GenAI and the Engineering vs Design Chasm

The potential for Generative AI to radically transform industry cannot be overstated. As is normal in any step change in capability, new ecosystems and vendor offerings quickly form to leverage new technology to secure a headstart and gain market share.

But as we covered in a previous post back in 2020 about the challenge of introducing 5G, building innovative new products and services on top of technology platforms requires a degree of stability, reliability, and ubiquity. In the days of the world-wide web in the ‘late 1900s’, many software companies and developers worked hard to solve the engineering problems inherent in building web servers and browsers. It was only with the advent of HTML4, with dynamic HTML, AJAX, and standardisation of browser and server implementations that it became possible to build frameworks upon which service design innovation could be done. Had Meta (Facebook), Twitter, Instagram et al tried to build their web 2.0 applications in the 1990s, it would have simply been impossible – the web was still in its engineering phase, and not yet in a design phase that could support innovation.

Fast forward to 2023, and we are experiencing a similar stage of evolution with Generative AI. The explosive arrival of ChatGPT in November 2022, and OpenAI’s impressive work to offer API access, GPTs and CustomGPTs, has led many early adopters to believe that now is the time to seize a head start and build new products and services on these APIs. But as we have seen in the last 12 months, GenAI is still firmly in its engineering phase. There is no consensus on architecture, LLMs continue to evolve at pace, debates such as RAG vs fine-tuning to reduce hallucination and achieve domain alignment rage on, pricing and OpEx is widely variable, and last but not least, the regulatory and societal implications of generating material using models trained on copyrighted material have not been fully worked through. And let’s not remind ourselves of the extraordinarily amateur, even childish, behavior of the OpenAI board and its hokey cokey with Sam Altman – which for a bizarre week was potentially an existential threat to the company.

Despite these risks, 2023 saw an explosion in startup offerings and toolings which, one way or another, piggybacked off OpenAI’s ecosystem. This is courageous for several reasons:

  • Any ‘moat’ or unique value can quickly disappear, should OpenAI or other established large vendors add GenAI capabilities to their existing offerings. If your offering is, say, a custom GPT, or a sales CRM AI extension, or service desk chatbot, or a legal platform for querying documents, good luck trying to outrun OpenAI, Salesforce, Hubspot, ServiceNow, or Microsoft.
  • The relentless trend for the hyperscalers – AWS, Microsoft Azure, GCP et al – to add GenAI capabilities to their PaaS offerings will not slow down. If your offering is a useful developer tooling add-on, then expect it to be commoditized, or even open-sourced, within 12-18 months.
  • Once new approaches for GenAI architectures gain popularity, or faster, cheaper ways of fine-tuning / training your models become common-place, you may find that your early CapEx investment and OpEx costs may render your offerings out of date and uncompetitive, without costly and slow refactoring.
  • The pricing, availability, and performance (especially latency) of cloud-hosted LLM calls may vary, as engineering problems continue to be addressed. This instability and unpredictability can impact your service quality, not to mention GM and business viability.

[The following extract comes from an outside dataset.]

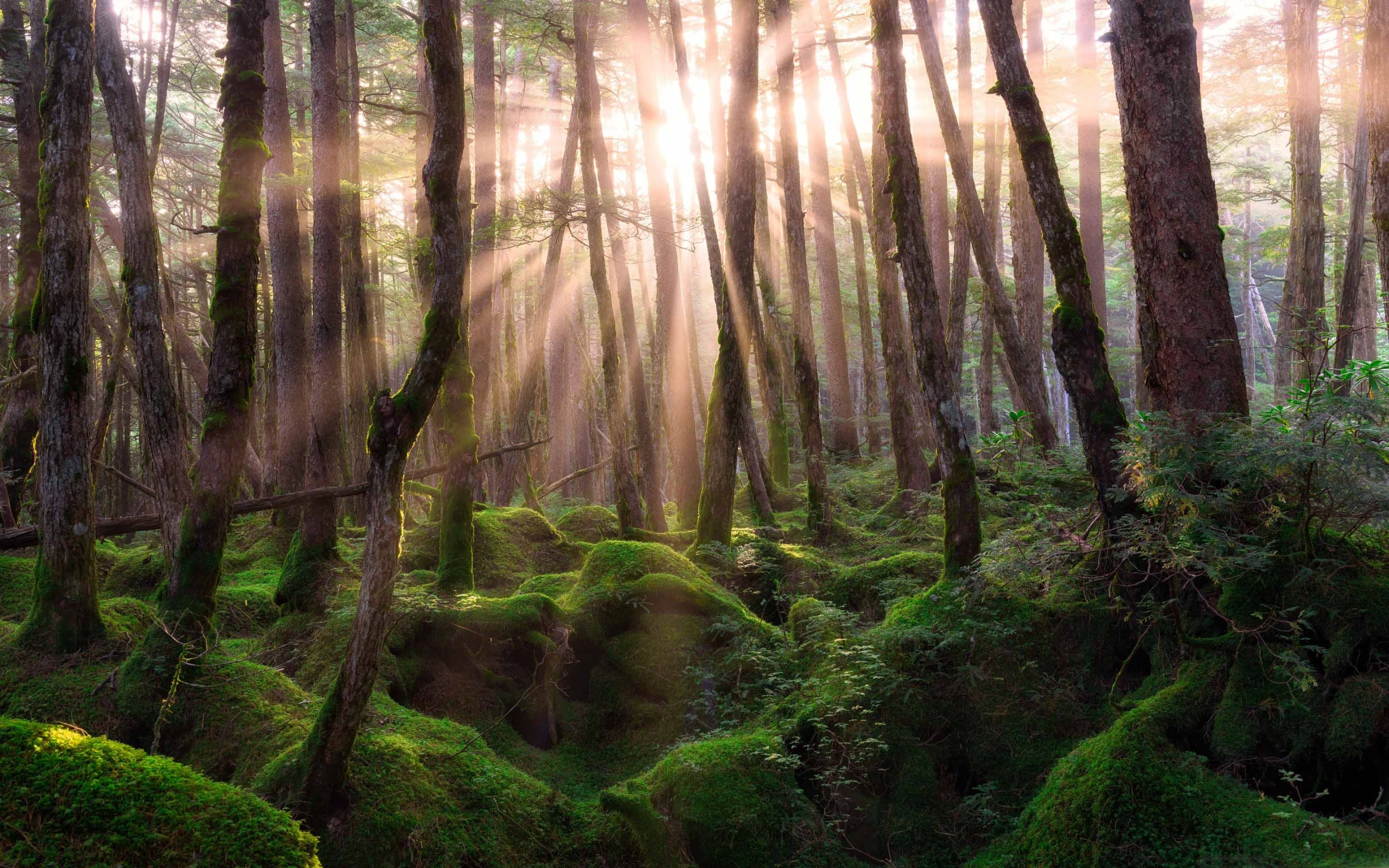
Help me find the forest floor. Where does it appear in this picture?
[0,456,1389,868]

So what should we do – wait another 12-18 months? Probably not, but caution, and awareness of the volatility of the current state of the art is essential. If building new services, some design principles are worth remembering, particularly the use of low coupling, modular architecture, and portability to different cloud environments. Treating an LLM as a teenager going through growing pains can be a helpful metaphor: assume that its personality will change, and its willingness to comply with instructions may tail off.

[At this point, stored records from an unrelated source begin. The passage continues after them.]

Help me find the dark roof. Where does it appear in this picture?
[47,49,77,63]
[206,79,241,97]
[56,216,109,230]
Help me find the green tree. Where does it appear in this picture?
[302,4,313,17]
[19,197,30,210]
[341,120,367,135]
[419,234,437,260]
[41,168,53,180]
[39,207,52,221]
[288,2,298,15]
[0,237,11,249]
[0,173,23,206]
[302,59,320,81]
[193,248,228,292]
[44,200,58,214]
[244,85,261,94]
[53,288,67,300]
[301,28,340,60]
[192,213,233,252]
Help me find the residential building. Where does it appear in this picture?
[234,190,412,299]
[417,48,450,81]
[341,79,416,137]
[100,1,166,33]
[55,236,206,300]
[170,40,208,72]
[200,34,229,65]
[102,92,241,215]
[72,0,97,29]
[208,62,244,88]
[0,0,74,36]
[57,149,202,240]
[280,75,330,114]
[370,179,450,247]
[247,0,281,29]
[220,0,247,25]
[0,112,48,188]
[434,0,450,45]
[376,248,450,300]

Taking an anti-fragile approach to your solution architecture, and GTM plans, spending a little more time explicitly validating your GTM business hypotheses, as well as considering PESTLE assumptions in addition to basic SWOT/MOST planning, will help minimise the impact of continued engineering upheavals.

By following a more cautious, robust approach, you may find that you are in even better shape to capture market share when the industry does truly enter its design phase – which unlike the days of the web, may be as soon as within the next 12 months.